Security is afforded the highest priority by ELCY. Comprehensive security measures have been implemented at every step of the transaction process to ensure the complete protection of user data and full client confidentiality.
Access to ELCYmbp is governed by a two-factor user authentication system. Granular levels of authorisation are available to clients to achieve separation and segregation of duties and ensure strong, auditable procedures.
Client data is encrypted both at rest and in transit.
ELCYmbp platform is built on the AWS PRIVATE cloud infrastructure. ELCY IT infrastructure uses the security capabilities and services of the Amazon Virtual Private Cloud that increases privacy and control for network access by isolating the VPC from all other networks by default.

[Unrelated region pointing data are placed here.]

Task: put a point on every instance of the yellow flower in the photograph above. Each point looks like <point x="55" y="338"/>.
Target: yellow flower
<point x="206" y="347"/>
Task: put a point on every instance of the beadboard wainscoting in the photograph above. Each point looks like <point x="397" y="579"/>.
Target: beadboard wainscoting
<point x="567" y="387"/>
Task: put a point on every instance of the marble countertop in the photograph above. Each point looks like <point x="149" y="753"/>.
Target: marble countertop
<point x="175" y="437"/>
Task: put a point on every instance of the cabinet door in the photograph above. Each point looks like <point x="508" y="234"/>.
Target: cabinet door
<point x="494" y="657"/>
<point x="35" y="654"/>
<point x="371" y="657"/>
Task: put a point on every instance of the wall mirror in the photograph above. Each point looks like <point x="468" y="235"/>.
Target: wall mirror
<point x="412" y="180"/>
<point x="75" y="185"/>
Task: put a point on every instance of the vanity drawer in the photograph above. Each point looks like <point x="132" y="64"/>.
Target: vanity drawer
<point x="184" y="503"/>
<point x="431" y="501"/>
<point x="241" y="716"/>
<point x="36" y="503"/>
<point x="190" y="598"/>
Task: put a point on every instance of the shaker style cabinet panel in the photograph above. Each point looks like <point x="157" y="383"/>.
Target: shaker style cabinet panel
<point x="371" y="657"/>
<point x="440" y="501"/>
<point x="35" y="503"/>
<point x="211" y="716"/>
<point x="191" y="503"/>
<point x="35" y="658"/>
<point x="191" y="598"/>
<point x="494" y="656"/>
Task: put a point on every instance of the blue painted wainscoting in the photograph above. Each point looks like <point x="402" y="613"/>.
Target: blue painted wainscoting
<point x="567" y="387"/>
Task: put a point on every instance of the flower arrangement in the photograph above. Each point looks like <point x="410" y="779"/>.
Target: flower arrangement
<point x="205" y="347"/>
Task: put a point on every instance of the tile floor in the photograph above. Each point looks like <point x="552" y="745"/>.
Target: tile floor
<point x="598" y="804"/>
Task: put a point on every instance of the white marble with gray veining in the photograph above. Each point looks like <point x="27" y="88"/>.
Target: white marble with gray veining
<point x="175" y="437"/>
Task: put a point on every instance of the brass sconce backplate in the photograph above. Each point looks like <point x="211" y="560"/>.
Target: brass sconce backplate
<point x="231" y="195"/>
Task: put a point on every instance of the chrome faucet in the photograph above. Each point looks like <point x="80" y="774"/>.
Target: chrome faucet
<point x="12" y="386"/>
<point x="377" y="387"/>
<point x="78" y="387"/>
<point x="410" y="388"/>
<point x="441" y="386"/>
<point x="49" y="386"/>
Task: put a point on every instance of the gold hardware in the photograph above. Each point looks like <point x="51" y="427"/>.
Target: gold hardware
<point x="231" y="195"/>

The AWS platform regularly undergoes various audits and has been certified by third parties for SOC2 Type II, HIPAA, SSAE18 Type II, and ISAE 3402 Type 2 standards. It also complies with GDPR, European Union-U.S., and Swiss-U.S. Privacy Shield frameworks
In order to further protect client’s data, ELCY has achieved its own ISO27001 certification and fully complies with GDPR.
ELCY IT infrastructure makes use of a fully managed AWS Database which provides a High Availability solution.
As the AWS Database spans multiple regions, ELCY has built a complete Disaster Recovery solution with no loss of client data.
ELCY has implemented its own VPC using security groups and ACLs to maximize and monitor the security of its VPC, which has been tested by external security audits.
Data protection is provided using web application firewalls and DDoS protection.
Independent security audits and penetration tests are conducted on a regular basis.
Our Information Security Policy is available on request.